Were and still are, to be exact, Ith.

The inn that will serve as a place for political and religious discussion should have a moderator to watch over it, constantly. Can we really put this much strain on a single mod? These discussions go out of hand much too easily, thus would require a strong hand.


----------



## Ithrynluin (Feb 2, 2004)

Scatha said:


> Can we really put this much strain on a single mod?


The burden of 'patroling' such a place would not fall on any one moderator because quite a few of us are moderating these discussions as it is.

I wonder why we are even discussing this seeing how much turmoil these subjects caused the last time. Has WM changed his mind as of late?


----------



## Scatha (Feb 2, 2004)

Not that I know of.


----------



## Talierin (Feb 2, 2004)

Me either, it was actually just an idea he mentioned one night to me... for the record, I don't feel it's a good idea either, but then again S&B is starting to look like the p/r guilds all over again. I still think if people on here want to talk about stuff like that, someone should make their own board and then invite people from here over to it.


And Scatha, WM said that the main mod for it would be Cir, an idea I'm kinda iffy about because Cir is hardly ever on (at least that I notice)... we'd HAVE to have someone who's on just about every day for it to work, maybe even two mods.

I dunno, I just have a bad feeling about the whole thing


----------



## Uminya (Feb 2, 2004)

Rest assured that, given the task, I will be on constantly to fulfill any role given to me, and *IF* I were to be made the watcher-over of this Poli-Religious (Philosophic) discussion place, I would monitor it with an iron fist, and a very painful cat-o-nine-tails.
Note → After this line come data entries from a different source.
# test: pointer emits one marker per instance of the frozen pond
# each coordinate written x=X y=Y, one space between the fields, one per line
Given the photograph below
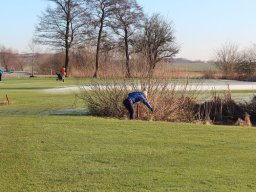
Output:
x=206 y=85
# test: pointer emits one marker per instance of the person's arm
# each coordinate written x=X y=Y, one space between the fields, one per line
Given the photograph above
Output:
x=146 y=103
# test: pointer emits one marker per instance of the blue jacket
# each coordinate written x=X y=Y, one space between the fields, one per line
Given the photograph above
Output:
x=135 y=97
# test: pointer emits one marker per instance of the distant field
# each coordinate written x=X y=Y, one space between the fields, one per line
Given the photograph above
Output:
x=48 y=143
x=194 y=66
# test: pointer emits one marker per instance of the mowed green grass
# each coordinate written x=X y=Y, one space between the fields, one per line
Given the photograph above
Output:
x=50 y=152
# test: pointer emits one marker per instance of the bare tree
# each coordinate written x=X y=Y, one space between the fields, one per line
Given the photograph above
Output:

I don't think the problem lies but with a select few, and those could be dealt with quite easily, provided a shovel full of warning points and a nasty PM from myself


----------



## Scatha (Feb 2, 2004)

Well, I could, but I am not a mod. 

But I share your thought, Tal. Either a mod that is there every day or two mods would be needed. Yet, I still think that neither topic should be discussed here.

Cat'o'nine tails, huh? Well Cir, you have but one 'tail', which happens not to be where a tail should be.


----------



## Bethelarien (Feb 3, 2004)

_If_ WM were to allow that Inn to be active, I would be willing to help to moderate it. I believe I keep a rather level head, and I try to behave myself. 

However, I was under the impression that WM did not want an actual organized whatchamacallit for the political/religious discussions. For those who are interested in such discussions, you may PM me.  I will refrain from openly advertising in this thread.


----------



## faila (Feb 4, 2004)

well if sometihng like a religious and political forum was start in one of those inns or elsewear couldnt it be just less modded? Ive noticed on many boards the less modded they are on certain topics like that the neater and cleaner the topics are actually talked about.... like dont intervene unless its a complete and utter attack on the person or language or something... just something ive picked up by going to alot of boards.
Edit: and to those who think neither topic should be discussed on this forum, I find that strange. To me this website is a place to talk with people who like tolkien but not always talking about tolkien...I've never seen a forum survive that had a topic and only that topic that was talked about. I love tolkien but his book are not endless, all the conversations that can be talked about tolkien will have been talked about eventually and many threads are repeats alread, oldies will move on unless they have something else to talk about....but i may be viewing this site all wrong, maybe its just meant for tolkien discussion about tolkien not for tolkien fan to discuss anything, if its for the first i probobly shouldnt be here.


----------



## Sarah (Feb 5, 2004)

I would be fully ready and willing to offer my assitance or moderation for any inn that does not have an innkeeper.


----------



## Meselyn (Feb 6, 2004)

You guys decide the inns fate. I'll leave you mods to deal with it. I didn't know you had to be a mod to run it.


----------